We come across it again in Arcachon at the end of winter 1947. The cabriolet was registered 3792 GC 3, on 5 February 1947 in the name of :
Jean Bové, Insurer, Villa Vermeil, Boulevard de la Teste, Le Moulleau, Arcachon. There is a photo of the car, probably taken in Arcachon that shows the 1940 Parisian number plate. This leads us to believe that Bové drove around for a while with the old 1940 plates, and must have bought the car in Paris before 1947. Three years later, on 27 June 1950, the cabriolet returned to the capital, with the registration 2674 G 75, in the name of Fernand Bezé, engineer, living a 22 rue d'Estienne d'Orves in Colombes. He kept the car for two years before selling it at the end of 1952.
On 29 December 1952, the Vanvooren cabriolet was acquired by: Pierre LOEB, retailer, living at 2 rue des Beaux-Arts in Paris. He was not a simple retailer, however, and the address 2, rue des Beaux-Arts,was a special place.

Pierre LOEB (1897-1964)
The twins Edouard and Pierre Loeb, were born in Paris on 24 September 1897 to Alsatian parents, at their home, 11 rue Ambroise Thomas in the 9th arrondissement. The twins were called up in 1916, and at the end of the war, they joined the family wholesale lace and tulle business, as travelling salesmen. In an interview for the Express in 1964, Pierre Loeb recalls : " I sold lace for my father, and with my savings I bought paintings…My father said to me, you love painting, well, go and sell them ! Et voila ! "
It was a family friend, Doctor Tzanck, a collector of artists such as Pascin, Derain and Friesz, who introduced him to painting and encouraged him to take this path. The Galerie Pierre opened on 17 October 1924 at 13 rue Bonaparte, with an exhibition of work by Pascin. At the opening, Loeb met Picasso. By 1925, the gallery had already shown work by Gromaire and Miro. The first Picasso exhibition at Galerie Pierre, which had moved to 2, rue des Beaux-Arts, was in December 1927. Forced into exile during the war, the Loeb family went to Marseille in December 1941 and on to Havana. It was due to Picasso's intervention that the gallery was returned to Pierre Loeb in November 1945. After the Liberation, the gallery hosted work by such artists as Giacometti, Artaud, Dora Maar, Zao-Wou-Ki…The first exhibition of the Canadian painter
Jean-Paul Riopelle took place in May 1953. Pierre Loeb bought a large part of his work and once the artist's career had been launched, success came quickly. At this time, Loeb was using his Bugatti cabriolet Vanvooren and offered his friend Riopelle the means to enjoy the same passion : Riopelle bought two cabriolets in 1956 and 1958 that he kept until his death in 2002.
On 15 April 1955, the cabriolet Vanvooren was registered in the name of :
Bernard Dufour, Artist painter, living at 7 rue de la Grande Chaumière, Paris VI. His studio was opposite Gauguin's at number 8, the residence of painter Charles Maussion who drove a Bugatti Type 40 roadster.
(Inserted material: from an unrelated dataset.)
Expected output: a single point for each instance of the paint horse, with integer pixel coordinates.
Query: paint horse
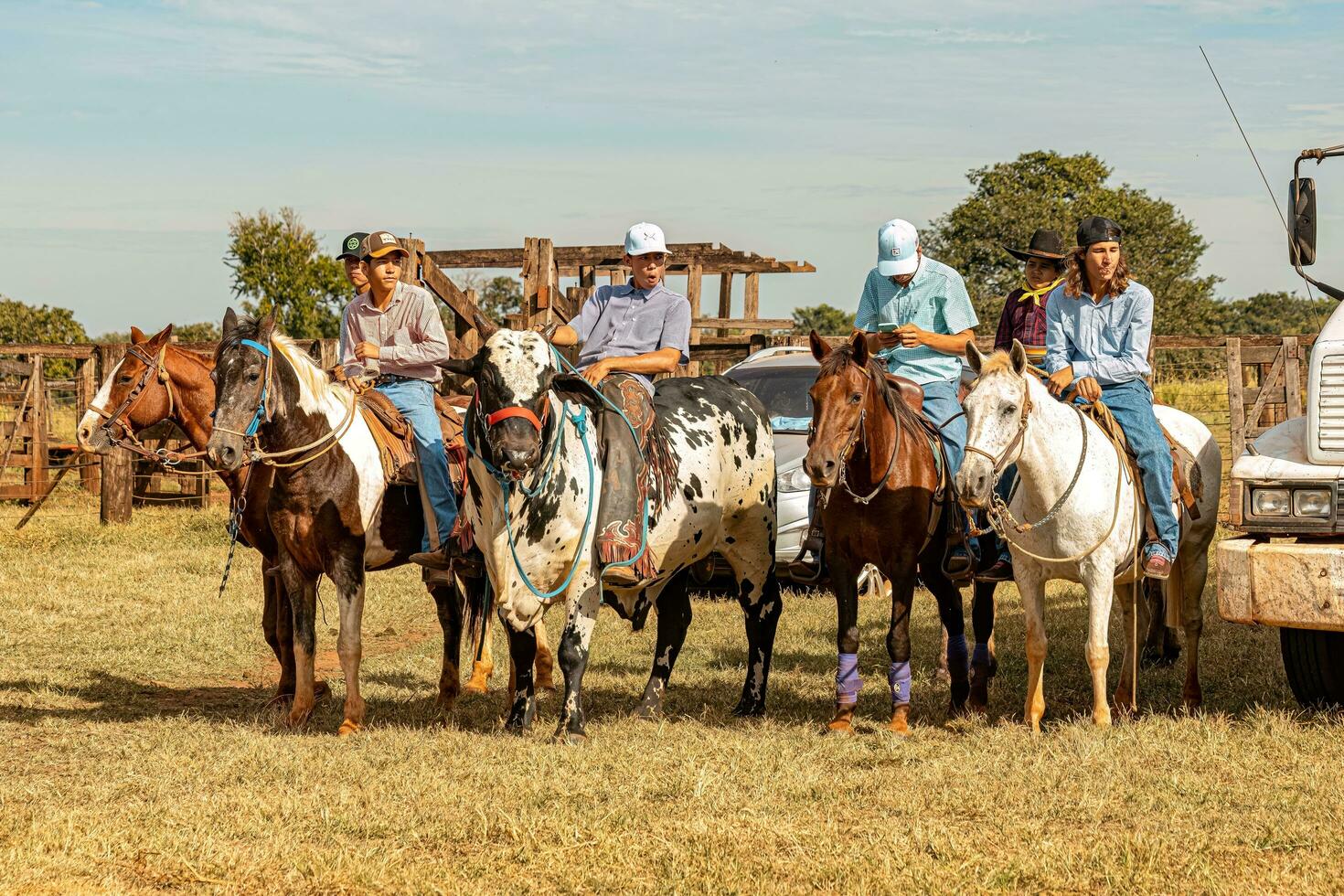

Bernard DUFOUR (1922-2016)
Born in Paris on 21 November 1922, Bernard Dufour was originally an agricultural engineer before becoming an artist after the Second World War. He exhibited at the Salon in May 1946 and at the Galerie Maeght in 1948.
It was Pierre Loeb who really launched the artist's career. He held exhibitions for his friend Dufour at the Galerie Pierre every year between 1955 and 1963. The first show was held on 10 - 25 June 1955, shortly after the transfer of ownership of the Bugatti. In an interview published in 2012, Dufour confided : " I had two Bugatti, a large eight-cylinder cabriolet, and a small four-cylinder car from 1924. I had a passion for these machines that I had repaired at the Bugatti factory in Molsheim. "
On 30 October 1957, the Bugatti moved to the department of Eure, registered with the number 454 CM 28. The new owner is believed to have been an American by the name of Phillips. Shortly afterwards, the car sold to
Jean Chevalérias, 101 avenue du Maine. He was a great Bugatti enthusiast who also owned a Type 57 Galibier, a cabriolet 57C Gangloff and several Type 40s. At some point before 1961, the cabriolet Vanvooren was acquired by Henri Petiet, of 8 rue de Tournon in Paris. He appears as the owner in the " Bugatti Register " published by H.G.Conway in 1962. The car was then registered in the department of Eure, with the number 252 EK 27.

Henri PETIET (1894-1980).
Petiet was a visionary collector. His father, a railway engineer, was the 4th Baron of the Empire. His older brother, Baron Charles, was Vice-President of the A.C.F., who had many roles in the automotive field including being the constructor of Ariès vehicles, an adventure that Henri Petiet became involved in. In the mid-60s, the cabriolet Bugatti Vanvooren was sold by Petiet to the collector André Laporte (1915-1996), president of the F.F.V.E from 1980 to 1991, who lived in Hérault. He didn't restore the car which was no longer driving by then as the engine had seized. After his death, the Bugatti sold at a Poulain-Le Fur auction in Montpellier on 4 October 1998. During this sale, it was noted that the car, with just 32,320 km on the odometer, had light blue coachwork, blue leather upholstery and a hood requiring repair. The buyer undertook a full restoration and the cabriolet Vanvooren then joined a big Spanish collection.
The car presented today is one of two survivors of four Type 57s by Vanvooren to design no.2 (the other being 57274). If it is permissible for an artist to produce eight examples of a work, the " type 57 model N°2 " series was never finished by Vanvooren. In the garage that will be this car's new exhibition space, it should be surrounded by a portrait of Pierre Loeb by Denise Colomb, next to a nude by Bernard Dufour, a lithograph by Riopelle and a print by Picasso from the Petiet collection. If you take the car from Rue de Beaux-Arts, to Rue de la Grande Chaumière and on to rue de Tournon, it will show you the route it knows so well.
The Bugatti is not a static work of art, but a rare industrial object displaying precision in movement, created by a brilliant artist and built by talented craftsmen. The enlightened visionaries who have spent time looking at it were not mistaken.